Mexico is a growing force on the North American trade scene, and may soon surpass Canada as the biggest trading partner of the United States, according to a new report released today by Scotia Economics.
“Over the past decade, Mexico has been able to build upon its favourable production and cost position to capture a larger share of the important U.S. market,” says Adrienne Warren, senior economist at Scotiabank. “While Canada maintained a stable 19% share of U.S. imports in the 1990s, Mexico’s share has almost doubled to 11%. If current trends persist, within a decade Mexico could surpass Canada as the United States’ largest trading partner.”
According to the report, between 1990 and 2000, world trade volumes rose at an average annual rate of 6.5%. Trade as a share of world GDP rose to a record 20% in 2000, this represents an increase of more than 5% since the mid-1980s. Over the past decade, North America has been a major force behind the acceleration in global trade. However, the pattern of trade within the region has changed significantly.
“One important development behind the rise in North American trade has been the rapid increase in two-way trade in similar products, allowing firms to exploit economies of scale and vertical specialization in production, and build upon traditional commodity strengths,” says Warren. “These intra-industry linkages have become particularly important to producers of office and telecommunications equipment and automotive products.”
The economists predict that over the next few years rising protectionist sentiments and trade frictions will pose a growing challenge for all three NAFTA nations. Looking further ahead, however, they expect the importance of trade in North America will continue to grow, the natural consequence of globalization as well as concerted trade liberalization efforts within the region.

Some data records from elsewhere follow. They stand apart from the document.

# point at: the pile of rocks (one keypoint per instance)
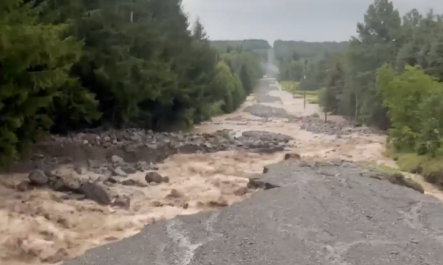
(114, 155)
(135, 145)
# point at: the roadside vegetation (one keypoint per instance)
(389, 75)
(71, 65)
(294, 88)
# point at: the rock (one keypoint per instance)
(24, 186)
(118, 171)
(112, 180)
(175, 194)
(220, 202)
(153, 177)
(117, 160)
(123, 202)
(258, 184)
(400, 179)
(292, 156)
(38, 177)
(94, 192)
(133, 182)
(241, 191)
(65, 184)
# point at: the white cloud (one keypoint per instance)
(311, 20)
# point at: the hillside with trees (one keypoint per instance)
(298, 58)
(391, 76)
(257, 48)
(71, 65)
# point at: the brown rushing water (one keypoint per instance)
(39, 227)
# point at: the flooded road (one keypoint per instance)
(40, 226)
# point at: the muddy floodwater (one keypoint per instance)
(43, 226)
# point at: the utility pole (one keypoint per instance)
(304, 90)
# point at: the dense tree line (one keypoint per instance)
(391, 76)
(258, 48)
(71, 64)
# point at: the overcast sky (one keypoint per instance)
(309, 20)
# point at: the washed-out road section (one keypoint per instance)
(320, 213)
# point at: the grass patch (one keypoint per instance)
(394, 176)
(289, 86)
(292, 87)
(380, 168)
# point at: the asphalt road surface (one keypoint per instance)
(320, 215)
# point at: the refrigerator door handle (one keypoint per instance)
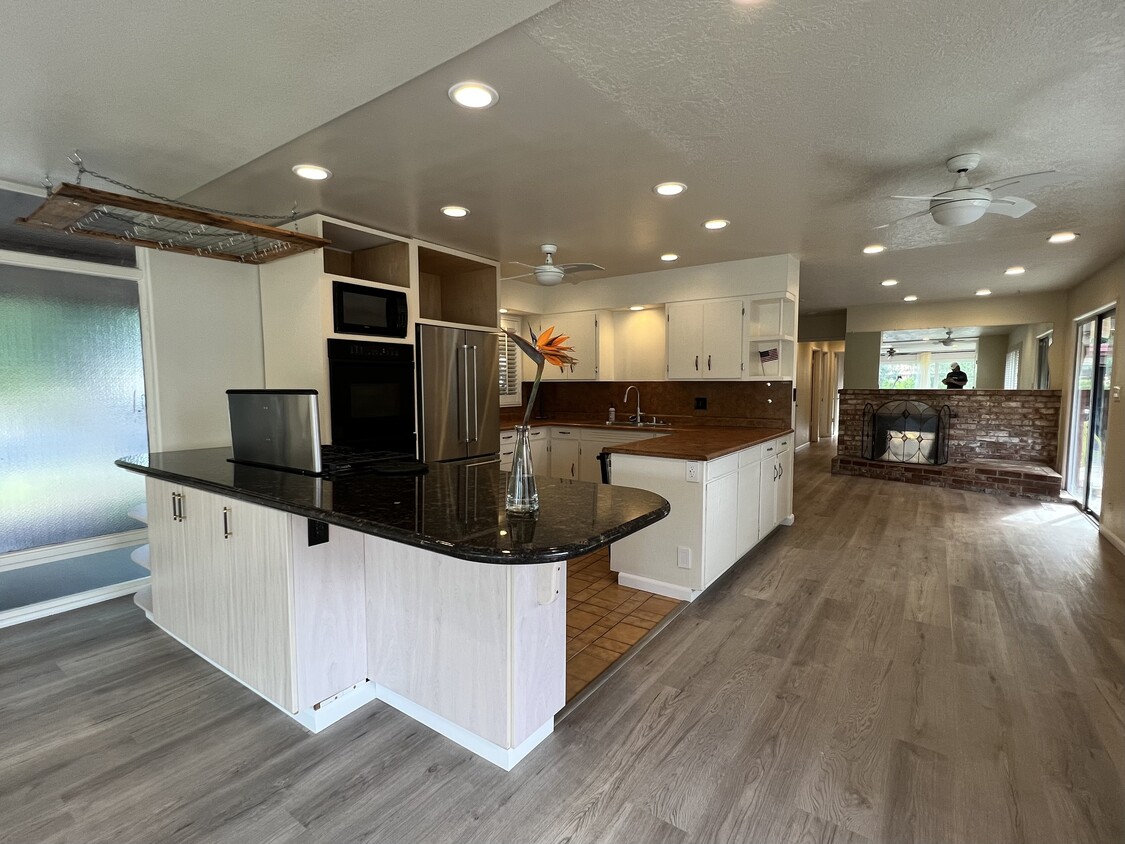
(476, 407)
(462, 387)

“As one of the most trade oriented of the OECD nations, Canada has the potential to benefit immensely,” concludes Warren. “Merchandise exports accounted for 40% of Canada’s GDP in 2000, almost double the G7 average and well above comparable figures for Mexico or the United States. Canada moved up to 6th place in world value of its exports in 1999 and, of the top 10, witnessed the fastest rate of export growth.”
The report also provides an overview and detailed economic and financial outlook for the each of the three NAFTA nations and highlights the cyclical impact of the U.S. slowdown on the region. “Despite a sharp export-led slowdown, the longer-term outlook for the Mexican economy remains quite favourable,” says Pablo Bréard, VP International Research. “Confidence in Mexico’s prospects is underscored by the significant increase in foreign capital inflows attracted by the fundamental policy reforms which have lowered inflation, interest rates and external debt levels.”